Anarchism in the US and Emma Goldman
October 30, 1906, Goldman was arrested in Manhattan while attending an anarchist meeting called to protest police suppression of free speech at a previous meeting. She was charged with unlawful assembly for the purpose of overthrowing the government under the new criminal laws against anarchy. (click on >>> NYT article)
October 30, 1953: President Eisenhower formally approved National Security Council Paper No. 162/2 (NSC 162/2). The top secret document made clear that America's nuclear arsenal must be maintained and expanded to meet the communist threat. It also made clear the connection between military spending and a sound American economy.
October 30, 1954: the Department of Defense announced the armed forces had been fully desegregated — seven years after President Truman had instructed the Secretary of Defense to “take steps to have the remaining instances of discrimination in the armed services eliminated as rapidly as possible.”
Cold War & Nuclear Weapons
October 30, 1961, : Soviet Union above-ground nuclear test. 58 megaton—4000 times stronger than the bomb dropped on Hiroshima.
The Beatles before their US appearance
October 30, 1961: two days after Beatles fan Raymond Jones asked for The Beatles' German single "My Bonnie" (recorded with Tony Sheridan) at Brian Epstein's NEMS record store, two girls ask for the same record. Brian Epstein begins to search foreign record company import lists to find the single. Since Epstein had already sold at least 12 dozen copies of Liverpool's "Mersey Beat" magazine (and had written a column for it), it is highly unlikely that he doesn't already know who The Beatles are. Still, Epstein's difficulty in locating the record is probably due to his not knowing that the record was released, not by The Beatles, but by Tony Sheridan and 'The Beat Brothers' ('Beatles' resembles a vulgar slang word in German, so The Beatles' name was changed for this historic single).
October 30, 1965, : 25,000 march in Washington in support of U.S. involvement in Vietnam.
Black History & Mohammed Ali
October 30, 1974: Ali fought the reigning champion George Foreman in an outdoor arena in Kinshasa, Zaire, The fight is known as the “Rumble in the Jungle.” Using his novel “rope-a-dope” strategy, Ali defeated Foreman and after seven years, reclaimed the title of Heavyweight Champion of the World. (click >>> Rumble in the Jungle)

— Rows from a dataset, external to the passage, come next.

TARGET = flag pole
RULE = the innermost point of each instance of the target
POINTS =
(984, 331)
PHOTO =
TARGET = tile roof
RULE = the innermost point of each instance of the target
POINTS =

Black History & March to Selma
October 30, 1982: a newly released report said the FBI covered up the violent activities of their informant, Gary Thomas Rowe Jr., but his lawyer said the Government knew it was not getting ''a Sunday school teacher'' when it asked Mr. Rowe to infiltrate the Ku Klux Klan. Mr. Rowe, who was a Klan informant from 1959 to 1965, was charged with murder in the 1965 killing of Viola Liuzzo, a civil rights worker. A Federal appeals court barred him from being brought to trial because of an earlier agreement giving him immunity. The 1979 report was released publicly for the first time because the Justice Department lost a Freedom of Information suit filed by Playboy magazine. In the report department investigators said agents protected Mr. Rowe because the informant ''was simply too valuable to abandon.''
October 30, 1995: a group of doctors and other medical experts in Michigan announced its support of Jack Kevorkian , saying they will draw up a set of guiding principles for the "merciful, dignified, medically-assisted termination of life."
Immigration History & AIDS
October 30, 2009, LGBT: The Ryan White HIV/AIDS Treatment Extension Act of 2009 signed by President Barack Obama, who announced plans to remove a ban on travel and immigration to the U.S. by individuals with HIV. Obama called the 22-year ban a decision "rooted in fear rather than fact."
October 30, 2013: a Gallop poll measured that sixty percent of Americans say they favor the death penalty for convicted murderers, the lowest level of support Gallup has measured since November 1972, when 57% were in favor. Death penalty support peaked at 80% in 1994, but it has gradually declined since then. October 30, 2015, BLACK HISTORY & Church Burning: David Lopez Jackson was arrested and charged in connection with a pair of recent church fires in and around St. Louis. Authorities charged Jackson with two counts of second-degree arson. His bail was set at $75,000. Chief Sam Dotson of the St. Louis Metropolitan Police Department said the investigation was ongoing, and that Jackson was a suspect in the other five fires that were set earlier this month.